Written by David Phillips and Shelley Olds
Updated: 16 August 2018
Posted: 8 May 2018
Activity at Kīlauea Volcano on the Big Island of Hawai’i has recently increased. Starting on Monday, April 30, 2018, magma beneath Pu‘u ‘Ō‘ō drained and triggered a collapse of the crater floor. Within hours, earthquakes began migrating east of Pu‘u ‘Ō‘ō, signaling an intrusion of magma along the middle and lower East Rift Zone. A new eruption commenced in the Leilani Estates subdivision in the lower East Rift Zone on May 3, 2018, following days of increased earthquake activity and ground deformation. A magnitude 6.9 earthquake occurred on Friday, May 4, 2018, 16 km southwest of Leilani Estates and at a depth of 5.0 km. This is the strongest quake in Hawai’i since 1975, and the largest in a series of strong earthquakes. For more information, USGS Hawaiian Volcano Observatory, Kīlauea and USGS event page.
GPS/GNSS Instrumentation and Engineering
UNAVCO provided 15 campaign GPS/GNSS systems for deployment on Kīlauea Volcano and engineering support to USGS/HVO.
UNAVCO provides ongoing GPS/GNSS data archiving support for the USGS Volcano Hazards Program, including data from stations on Kīlauea Volcano.
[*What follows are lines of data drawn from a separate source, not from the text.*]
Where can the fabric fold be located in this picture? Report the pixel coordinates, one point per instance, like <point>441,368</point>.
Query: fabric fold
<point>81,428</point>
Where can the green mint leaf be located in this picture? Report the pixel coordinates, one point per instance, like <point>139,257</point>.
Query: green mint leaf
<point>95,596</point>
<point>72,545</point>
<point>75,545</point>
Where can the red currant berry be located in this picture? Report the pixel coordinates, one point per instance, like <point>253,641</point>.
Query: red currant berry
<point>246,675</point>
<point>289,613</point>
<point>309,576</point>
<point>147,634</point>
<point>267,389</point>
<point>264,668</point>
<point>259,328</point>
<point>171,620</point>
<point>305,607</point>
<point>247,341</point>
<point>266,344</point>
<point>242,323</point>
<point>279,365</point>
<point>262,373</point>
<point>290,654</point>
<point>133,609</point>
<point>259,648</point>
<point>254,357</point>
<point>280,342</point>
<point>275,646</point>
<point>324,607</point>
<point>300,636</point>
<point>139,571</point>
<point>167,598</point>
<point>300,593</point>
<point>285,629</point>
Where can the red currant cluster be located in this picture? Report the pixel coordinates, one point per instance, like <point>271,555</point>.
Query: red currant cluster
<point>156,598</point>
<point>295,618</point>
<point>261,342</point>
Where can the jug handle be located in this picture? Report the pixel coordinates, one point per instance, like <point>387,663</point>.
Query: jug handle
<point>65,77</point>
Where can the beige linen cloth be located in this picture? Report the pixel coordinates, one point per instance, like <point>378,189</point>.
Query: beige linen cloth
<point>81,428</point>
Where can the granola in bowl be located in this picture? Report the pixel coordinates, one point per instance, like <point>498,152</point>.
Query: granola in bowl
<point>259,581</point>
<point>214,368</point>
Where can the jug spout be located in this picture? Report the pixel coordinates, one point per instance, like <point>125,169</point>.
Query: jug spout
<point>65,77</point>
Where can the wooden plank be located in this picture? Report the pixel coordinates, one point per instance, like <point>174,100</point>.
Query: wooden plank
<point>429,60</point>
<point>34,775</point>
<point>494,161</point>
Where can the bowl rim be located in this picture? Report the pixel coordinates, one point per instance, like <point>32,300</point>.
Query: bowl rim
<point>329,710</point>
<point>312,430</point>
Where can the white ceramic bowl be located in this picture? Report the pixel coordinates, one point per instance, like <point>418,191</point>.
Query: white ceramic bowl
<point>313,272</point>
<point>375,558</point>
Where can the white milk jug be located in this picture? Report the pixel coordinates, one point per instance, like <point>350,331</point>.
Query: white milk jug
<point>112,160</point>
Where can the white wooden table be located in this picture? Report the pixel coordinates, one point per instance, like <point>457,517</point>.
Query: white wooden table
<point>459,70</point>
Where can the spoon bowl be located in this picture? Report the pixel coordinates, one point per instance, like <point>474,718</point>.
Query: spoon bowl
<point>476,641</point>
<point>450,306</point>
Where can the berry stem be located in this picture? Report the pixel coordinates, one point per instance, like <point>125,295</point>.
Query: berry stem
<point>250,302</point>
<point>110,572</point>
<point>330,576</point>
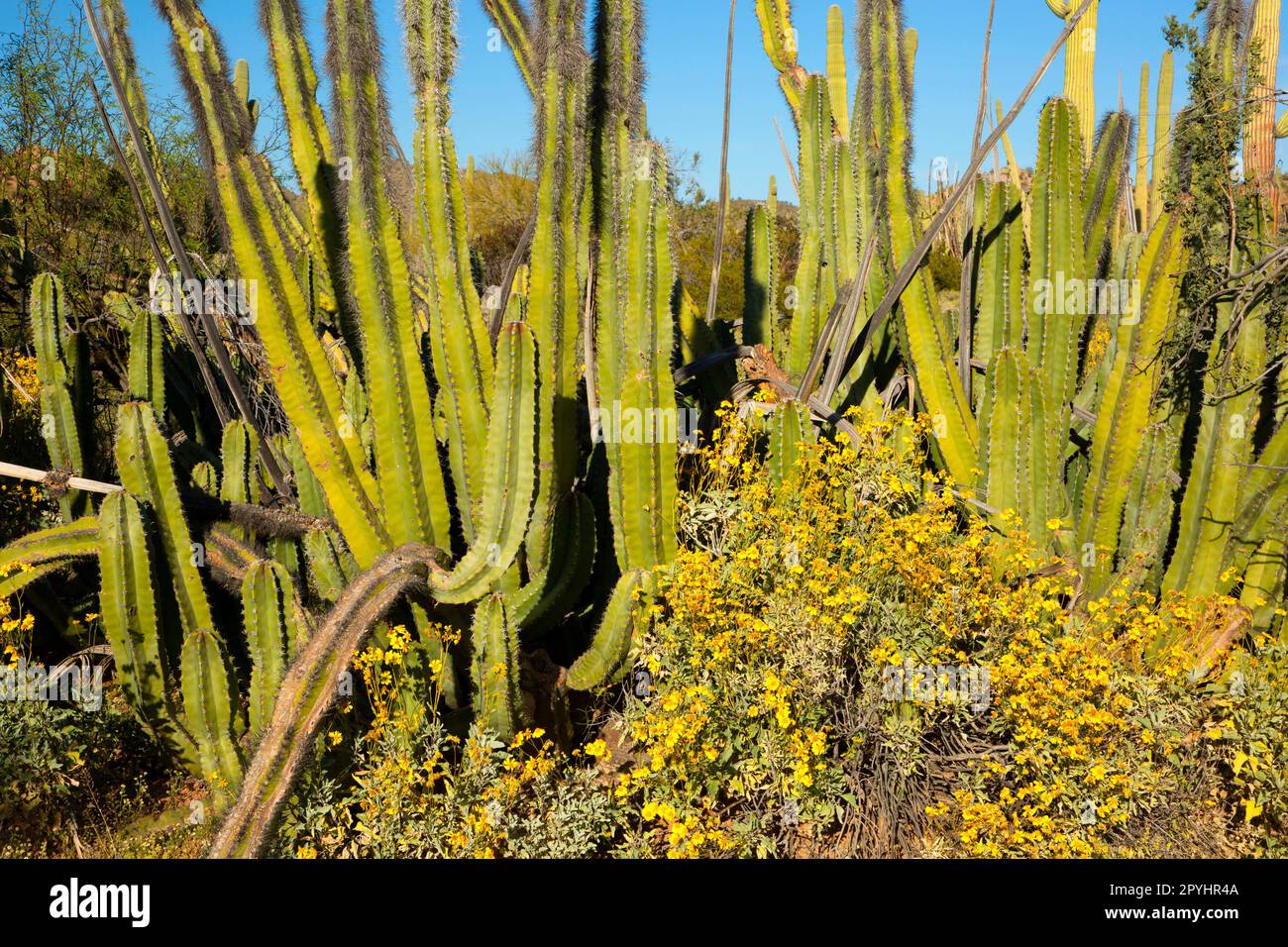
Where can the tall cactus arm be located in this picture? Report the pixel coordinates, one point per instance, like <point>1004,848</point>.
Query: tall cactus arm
<point>143,462</point>
<point>146,377</point>
<point>837,84</point>
<point>1265,496</point>
<point>513,21</point>
<point>497,702</point>
<point>55,361</point>
<point>301,372</point>
<point>605,657</point>
<point>1106,188</point>
<point>760,270</point>
<point>273,631</point>
<point>1057,256</point>
<point>922,333</point>
<point>1004,429</point>
<point>39,553</point>
<point>1224,445</point>
<point>308,690</point>
<point>312,153</point>
<point>1141,193</point>
<point>121,55</point>
<point>558,260</point>
<point>643,482</point>
<point>459,343</point>
<point>209,709</point>
<point>1122,412</point>
<point>789,428</point>
<point>407,468</point>
<point>1260,133</point>
<point>1080,65</point>
<point>132,624</point>
<point>240,480</point>
<point>545,599</point>
<point>1162,138</point>
<point>509,472</point>
<point>778,37</point>
<point>1001,274</point>
<point>814,286</point>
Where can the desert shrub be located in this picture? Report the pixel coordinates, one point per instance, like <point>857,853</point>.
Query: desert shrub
<point>412,789</point>
<point>761,718</point>
<point>1252,723</point>
<point>844,660</point>
<point>67,772</point>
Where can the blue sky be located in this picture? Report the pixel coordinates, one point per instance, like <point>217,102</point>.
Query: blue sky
<point>686,44</point>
Standard rate data (15- or 30-sec) from stations operated by USGS/HVO, Stanford University, and the University of Hawaii are available from the UNAVCO ftp site for rinex files or DAIv2.
Borehole Strainmeter Data
UNAVCO has produced a fully processed 1-sps borehole strainmeter (BSM) dataset spanning the time period of this event, available from the PBO borehole strainmeter event response page.
UNAVCO responds to Community requests for support during significant geophysical events such as earthquakes, volcanic activity, landslides, glacial and ice-sheet movements, unusual uplift or subsidence, extreme meteorological events, or other hazards.